|ARTS COUNCIL ANNOUNCES FUNDING DECISIONS FOR THE ARTS IN ENGLAND|
|Arts Council England today (26 October) revealed its plans for implementing the 29.6% cut to its budget announced as part of the Government’s Spending Review.|
|Following a meeting of National Council yesterday (25 October) an implementation plan has been agreed to reduce Art Council England’s grant-in-aid budget from its current baseline of £449 million to £349m by 2015. This is a real-terms cut of £457m over four years. The plan includes:• A 6.9% across-the-board cash cut for the majority of arts organisations in 2011/2012 only
• A 14.9% real-terms cut to the money available for the regular funding of organisations by 2014/15
• Significant cuts to the funding of Creativity, Culture and Education, Arts and Business, and the Arts Council’s development funds
• A 50% reduction to the Arts Council’s operating costs, from the current £22m to £12m (real terms) in 2015
Liz Forgan, Chair of Arts Council England, said: “These are severe cuts, made worse by the fact that around 80% of them have to come in the first two years of the settlement. “We are determined to lead the arts through this tough period, using all our knowledge, expertise, and brokering skills, and drawing on the resourcefulness and imagination around us.
“For several months we have been in conversation with the DCMS, our funding partners, arts organisations and artists about how we can best support the arts in dealing with significant cuts. We have had to prioritise, to achieve a 6.9% cut to our portfolio within a 14% cash cut to our overall 2010/11 budget.

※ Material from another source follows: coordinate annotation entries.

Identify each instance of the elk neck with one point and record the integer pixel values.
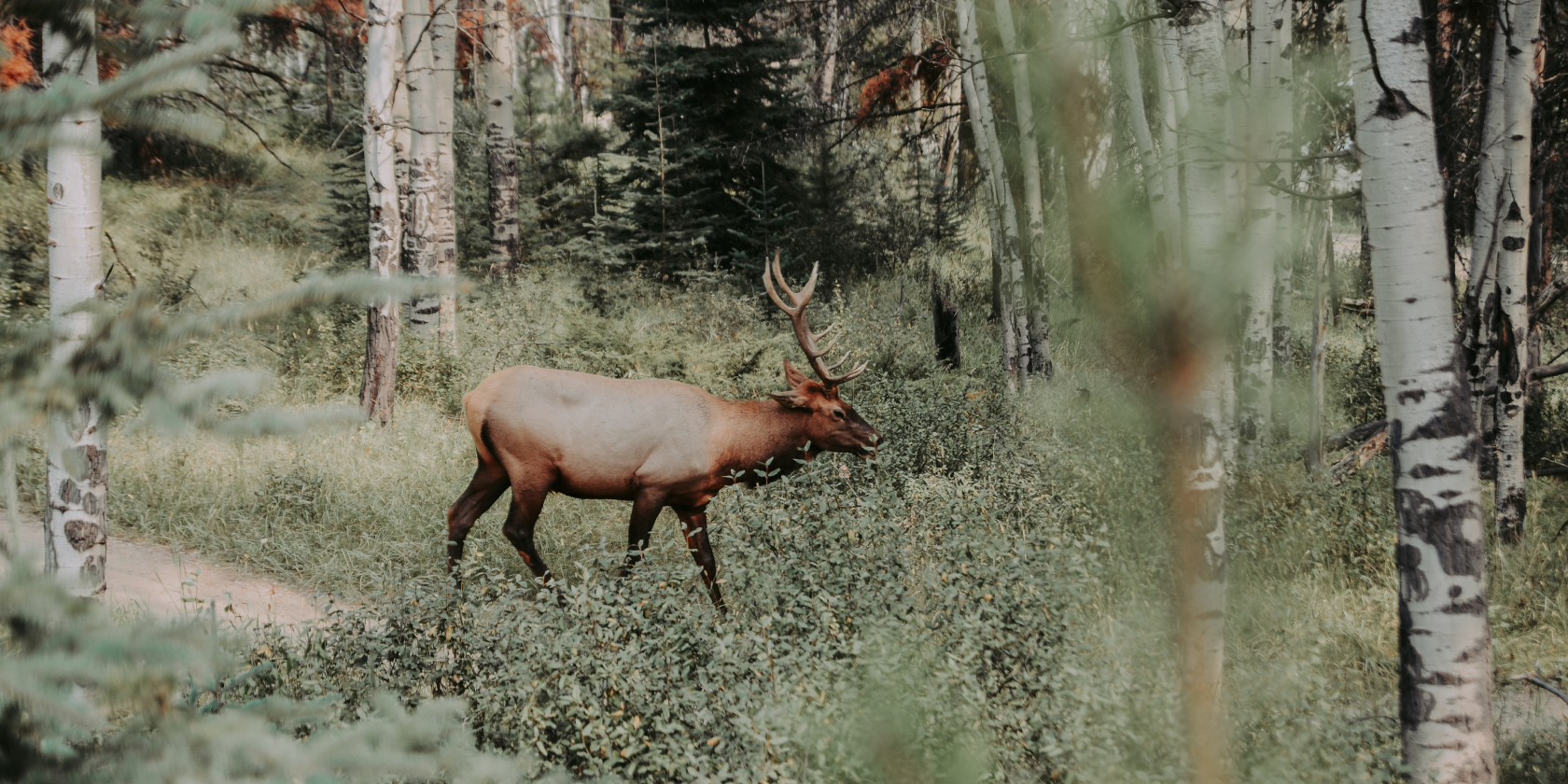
(759, 430)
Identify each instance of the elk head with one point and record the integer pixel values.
(833, 424)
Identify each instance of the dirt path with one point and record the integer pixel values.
(168, 582)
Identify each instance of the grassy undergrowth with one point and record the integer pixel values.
(989, 597)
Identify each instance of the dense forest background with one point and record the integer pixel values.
(991, 597)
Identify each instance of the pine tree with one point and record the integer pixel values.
(706, 108)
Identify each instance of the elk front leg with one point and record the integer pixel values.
(645, 511)
(693, 519)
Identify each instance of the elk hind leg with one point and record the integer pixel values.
(488, 483)
(645, 511)
(527, 500)
(693, 523)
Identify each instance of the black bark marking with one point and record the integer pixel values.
(1473, 606)
(1411, 583)
(82, 535)
(1410, 36)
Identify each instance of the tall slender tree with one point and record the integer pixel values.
(1521, 21)
(1445, 640)
(1203, 421)
(383, 60)
(1007, 242)
(76, 543)
(421, 244)
(500, 135)
(444, 69)
(1035, 292)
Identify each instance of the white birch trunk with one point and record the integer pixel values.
(1170, 113)
(500, 137)
(419, 231)
(76, 534)
(1484, 248)
(1514, 288)
(828, 71)
(1203, 438)
(444, 69)
(1280, 103)
(977, 91)
(1263, 239)
(1035, 292)
(1445, 641)
(1162, 204)
(383, 60)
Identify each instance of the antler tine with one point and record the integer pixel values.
(767, 281)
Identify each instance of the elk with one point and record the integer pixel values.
(652, 442)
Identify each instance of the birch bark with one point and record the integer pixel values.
(1201, 447)
(1514, 288)
(977, 91)
(383, 60)
(1161, 201)
(76, 534)
(1263, 240)
(1035, 292)
(500, 137)
(1482, 292)
(444, 225)
(421, 228)
(1445, 641)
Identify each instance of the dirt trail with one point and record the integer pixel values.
(168, 582)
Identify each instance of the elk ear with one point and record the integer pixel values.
(792, 399)
(792, 377)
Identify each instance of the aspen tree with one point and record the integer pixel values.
(1162, 203)
(1523, 21)
(76, 534)
(500, 135)
(1482, 288)
(1445, 641)
(1203, 417)
(383, 60)
(1263, 231)
(419, 231)
(444, 223)
(977, 92)
(1035, 292)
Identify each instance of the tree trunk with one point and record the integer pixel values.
(76, 543)
(1281, 105)
(1514, 290)
(828, 66)
(500, 135)
(1162, 203)
(444, 69)
(1480, 294)
(424, 170)
(977, 91)
(383, 57)
(945, 320)
(1201, 442)
(1323, 258)
(1445, 641)
(1035, 292)
(1263, 240)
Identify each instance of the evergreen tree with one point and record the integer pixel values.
(706, 108)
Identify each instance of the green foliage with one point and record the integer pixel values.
(705, 124)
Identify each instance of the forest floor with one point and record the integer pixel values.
(171, 582)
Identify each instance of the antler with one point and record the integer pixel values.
(797, 315)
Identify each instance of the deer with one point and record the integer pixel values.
(654, 442)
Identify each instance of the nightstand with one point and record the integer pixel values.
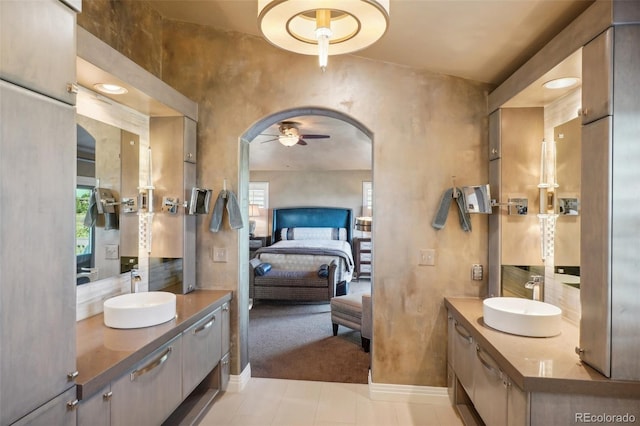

“These measures are designed to ensure a strong and resilient future. The country needs its artists at a time like this and we are about building, as well as sustaining, our unparalleled arts and cultural sector.”
National Council had already indicated they would seek to minimise the effect of any cuts to the portfolio of arts organisations. Because the cut is heavily weighted, in the first year of the settlement 2011-12 (15.5% real,14% cash), £62.8m savings have had to be found for 2011-2012 alone – nearly 50% of the cuts to the Year 4 baseline. Around 80% of the cuts required come in the first two years.
This approach keeps the overall percentage cut as low as possible and gives organisations a quick and fair decision. This allows organisations a degree of stability in a very challenging economic environment, particularly in the context of the large cuts to local authority budgets implied in the Spending Review.
The transitional year will also allow the Arts Council to work closely with its partners and co-funders.
This level of reduction has been achieved by larger percentage cuts to some of the Art Council’s regular clients whose primary purpose is not arts creation or performance. As outlined below:
• The budget for Creativity, Culture and Education (responsible for the Creative Partnerships scheme) will be reduced by half following the Government’s announcement of the closure of Creative Partnerships in the Spending Review. Children and young people remain an absolute priority. The Arts Council will work in closer partnership with its funded organisations to ensure high quality arts opportunities for young people.
• Arts and Business will have its funding reduced by half in 2011/12. The Arts Council has reviewed its position on private and corporate giving in line with the current needs of the sector. As a result we will be redirecting some of our future resource to developing a challenge fund to incentivise donors and building the fundraising capacity of arts organisations. Arts and Business will be given a transitional budget to enable it to fulfil specific activities already committed to and to plan its future operating structure. There will be no core funding for Arts and Business beyond 2012, as the Arts Council will be looking at different ways to support this key area of work.
• Alongside its portfolio of Regularly Funded Organisations, the Arts Council has a budget for strategic opportunities for artistic work. This supports work such as touring, the Cultural Leadership Programme and the Manchester International Festival. The fund will be reduced by £21m (64%) next year. Clearly, in the light of this reduction, difficult choices will have to be made, which the Arts Council aims to do by the end of the year. In future the Arts Council will be asking its funded organisations to take on more responsibility for furthering its strategic goals, particularly in the areas of touring and audience development.
• The Arts Council has also been asked by DCMS to cut 50% from its operating costs over the next four years, from the current £22m to £12m (real terms). Currently, only 3.4% of this is spent on administration, according to the Treasury definition of admin spend. National Council has serious concerns about the ability of the organisation to operate effectively with this level of cut, as it comes on top of a 15% reduction in operating costs this year.
YEARS TWO TO FOUR
Some organisations will not receive funding in future, some may receive more, and some less. There will also be the opportunity for new organisations to apply.
Full details of this new system will be announced on 4 November to coincide with the publication of the Arts Council’s new 10-year strategic framework for the arts, “Achieving Great Art for Everyone”. Individual funding decisions for 2012-2015 will be announced by the end of March 2011.
The Arts Council’s purpose has been to create a portfolio in line with its new strategic framework, and in full dialogue with arts organisations, artists and funding partners. Funding cuts will seriously affect its total budget, but not the shape of the Arts Council’s ambition for the sector it serves.